Explainable Artificial Intelligence

Motivation

As artificial intelligence (AI) systems are increasingly deployed in high-stakes domains such as healthcare, justice, and finance, the need for transparency, interpretability, and human trust has become paramount. Despite their strong predictive performance, many state-of-the-art models—particularly black-box approaches such as deep neural networks—lack the level of clarity required for ethical, accountable, and trustworthy decision-making.
In recent years, the machine learning (ML) community has increasingly recognised the critical importance of model interpretability. The body of research on Explainable Artificial Intelligence (XAI) has grown substantially, driven by legal, ethical, social, and usability considerations that demand a deeper understanding of how ML systems operate and influence decisions. While several XAI techniques have reached a level of maturity—most notably post-hoc explanation methods such as LIME and SHAP—these approaches often struggle to provide explanations that are fully faithful, stable, and aligned with human understanding.
In parallel, alternative approaches have emerged, including inherently interpretable and sparse models, as well as Human-in-the-Loop Learning (HILL) techniques that integrate human knowledge and feedback into the learning process. This course aims to provide a comprehensive overview of the challenges and opportunities in XAI, addressing both the regulatory landscape—where transparency and value alignment are increasingly mandated—and the technical foundations of explainability. Through the study of algorithms, methodologies, and practical case studies, students will gain a solid understanding of this now well-established and rapidly evolving field.

Course Description

This course explores the foundations, methods, and applications of Explainable Artificial Intelligence (XAI). Students will study why explainability is essential in high-stakes domains, examine regulatory and ethical requirements, and learn state-of-the-art technical approaches to interpreting machine learning models.
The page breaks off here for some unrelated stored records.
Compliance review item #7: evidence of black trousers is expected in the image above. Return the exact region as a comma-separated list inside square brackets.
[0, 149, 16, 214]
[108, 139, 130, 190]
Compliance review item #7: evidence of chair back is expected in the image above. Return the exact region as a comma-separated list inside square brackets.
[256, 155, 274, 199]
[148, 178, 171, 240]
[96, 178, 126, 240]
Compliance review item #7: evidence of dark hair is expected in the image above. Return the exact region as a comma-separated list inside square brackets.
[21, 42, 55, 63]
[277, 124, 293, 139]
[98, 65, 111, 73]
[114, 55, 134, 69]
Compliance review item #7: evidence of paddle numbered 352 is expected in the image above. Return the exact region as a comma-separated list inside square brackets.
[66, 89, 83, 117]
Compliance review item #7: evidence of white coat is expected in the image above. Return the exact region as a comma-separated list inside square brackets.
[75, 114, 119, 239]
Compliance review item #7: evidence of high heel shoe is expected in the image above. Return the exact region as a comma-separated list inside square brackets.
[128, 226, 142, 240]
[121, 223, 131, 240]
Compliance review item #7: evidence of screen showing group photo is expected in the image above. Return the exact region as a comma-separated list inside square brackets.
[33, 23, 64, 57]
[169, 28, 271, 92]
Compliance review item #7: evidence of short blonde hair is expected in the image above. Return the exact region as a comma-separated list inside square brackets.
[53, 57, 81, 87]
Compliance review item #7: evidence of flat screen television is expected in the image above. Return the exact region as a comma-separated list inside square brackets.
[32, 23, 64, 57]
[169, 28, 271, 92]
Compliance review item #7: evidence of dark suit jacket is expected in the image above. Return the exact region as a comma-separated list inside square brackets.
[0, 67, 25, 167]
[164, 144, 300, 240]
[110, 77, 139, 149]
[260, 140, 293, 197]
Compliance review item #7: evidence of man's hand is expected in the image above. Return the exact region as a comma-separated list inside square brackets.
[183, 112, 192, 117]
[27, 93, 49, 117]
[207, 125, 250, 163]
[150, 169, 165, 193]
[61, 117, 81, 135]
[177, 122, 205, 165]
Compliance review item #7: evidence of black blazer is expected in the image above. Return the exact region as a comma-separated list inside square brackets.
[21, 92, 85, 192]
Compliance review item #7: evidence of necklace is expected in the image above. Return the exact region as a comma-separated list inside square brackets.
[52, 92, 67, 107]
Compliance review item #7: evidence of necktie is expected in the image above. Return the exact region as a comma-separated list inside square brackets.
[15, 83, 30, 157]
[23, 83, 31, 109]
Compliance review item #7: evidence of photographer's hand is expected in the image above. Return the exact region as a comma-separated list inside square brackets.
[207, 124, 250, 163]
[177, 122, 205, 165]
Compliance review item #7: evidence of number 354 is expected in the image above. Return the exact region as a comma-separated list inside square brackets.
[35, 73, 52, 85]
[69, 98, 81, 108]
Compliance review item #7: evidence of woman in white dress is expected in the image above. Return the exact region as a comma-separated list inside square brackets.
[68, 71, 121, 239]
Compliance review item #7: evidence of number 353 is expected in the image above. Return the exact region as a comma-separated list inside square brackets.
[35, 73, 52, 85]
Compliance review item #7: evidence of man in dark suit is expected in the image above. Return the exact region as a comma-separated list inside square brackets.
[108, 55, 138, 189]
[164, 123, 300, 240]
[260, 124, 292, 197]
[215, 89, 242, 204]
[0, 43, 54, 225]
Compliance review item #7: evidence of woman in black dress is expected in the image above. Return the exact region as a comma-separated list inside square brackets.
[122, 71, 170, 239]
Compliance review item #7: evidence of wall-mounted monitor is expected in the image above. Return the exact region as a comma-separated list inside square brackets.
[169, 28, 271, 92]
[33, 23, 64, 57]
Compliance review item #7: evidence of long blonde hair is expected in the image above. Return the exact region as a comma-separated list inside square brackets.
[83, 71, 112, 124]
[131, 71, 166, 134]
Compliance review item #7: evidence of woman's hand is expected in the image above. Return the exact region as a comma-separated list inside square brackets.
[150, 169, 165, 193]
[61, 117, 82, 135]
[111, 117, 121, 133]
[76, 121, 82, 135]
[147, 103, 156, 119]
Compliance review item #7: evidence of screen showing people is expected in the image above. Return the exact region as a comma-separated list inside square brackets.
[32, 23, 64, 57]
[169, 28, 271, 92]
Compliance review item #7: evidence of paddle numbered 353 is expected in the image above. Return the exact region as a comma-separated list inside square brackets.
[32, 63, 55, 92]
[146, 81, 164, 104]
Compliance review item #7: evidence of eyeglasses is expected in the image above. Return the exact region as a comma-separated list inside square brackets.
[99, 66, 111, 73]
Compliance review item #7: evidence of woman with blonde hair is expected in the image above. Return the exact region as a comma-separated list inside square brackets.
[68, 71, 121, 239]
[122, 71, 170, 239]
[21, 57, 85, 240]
The course combines theoretical foundations, hands-on implementation, and human-centred evaluation of explanations.

Learning Outcomes

By the end of the course, students will be able to:

Explain why interpretability and transparency are critical in AI systems.
Distinguish between different types of explainability (global vs. local, intrinsic vs. post-hoc).
Apply and critically evaluate XAI techniques, including LIME, SHAP, counterfactual methods, and saliency methods.
Design interpretable ML models and Human-in-the-Loop systems.
Assess explainability methods with respect to faithfulness, robustness, and usability.
Understand regulatory and ethical frameworks governing explainable AI.

Prerequisites

Machine Learning Fundamentals
Python or Java programming
Basic knowledge of statistics and linear algebra

Syllabus

Topic 1: Introduction to Explainable AI and the Foundations of Interpretability

Motivation: trust, accountability, and risk
Black-box vs. interpretable models
Case studies in healthcare, justice, and finance
Definitions and taxonomies of interpretability
Global vs. local explanations
Model transparency vs. post-hoc explainability

Topic 2: Legal, Ethical, and Societal Perspectives

EU AI Act and regulatory requirements
Fairness, accountability, and non-discrimination
Human-centered and value-aligned AI
Inherently Interpretable Models
- Linear models, decision trees, rule-based systems
- Sparse and monotonic models
- Accuracy–interpretability trade-offs

Topic 3: XAI Methods

Feature Attribution Methods
- Saliency maps
- Gradient-based methods
- Integrated gradients and limitations
Post-hoc Explainability Techniques
- LIME
- SHAP
Counterfactual Explanations**
- What-if analysis
- Actionable explanations
- Optimisation-based counterfactual generation

Topic 4: Explainability for Deep Learning*

CNN and transformer explainability
Attention mechanisms
Explainability in NLP and vision
Robustness and Faithfulness of Explanations
- Stability and sensitivity of explanations
- Adversarial attacks on XAI
- Evaluation metrics for explainability

Topic 5: Human-in-the-Loop Learning

Interactive ML and explainability
User feedback and model refinement
Trust calibration and cognitive aspects

Topic 6: XAI in Practice

Toolkits and libraries (SHAP, Captum, InterpretML)
Deployment challenges
Explainability in MLOps pipelines
Evaluation and User Studies
- Human-centred evaluation methods
- Usability and acceptance testing
- Designing explanation interfaces

Assessment Structure (To be confirmed)

Assignments / Labs (40%)
- Practical implementation and analysis of XAI methods
Midterm Exam or Essay (20%)
- Conceptual and critical understanding
Final Project (40%)
Design and evaluation of an explainable AI system (with report and presentation)

Bibliography

[1] Molnar, C. “Interpretable Machine Learning” (https://leanpub.com/interpretable-machine-learning)
[2] Doshi-Velez & Kim (2017). “Towards a Rigorous Science of Interpretable ML” (https://arxiv.org/abs/1702.08608)
[3] Uday Kamath, John Liu “Explainable Artificial Intelligence: An Introduction to Interpretable Machine Learning” (https://link.springer.com/book/10.1007/978-3-030-83356-5)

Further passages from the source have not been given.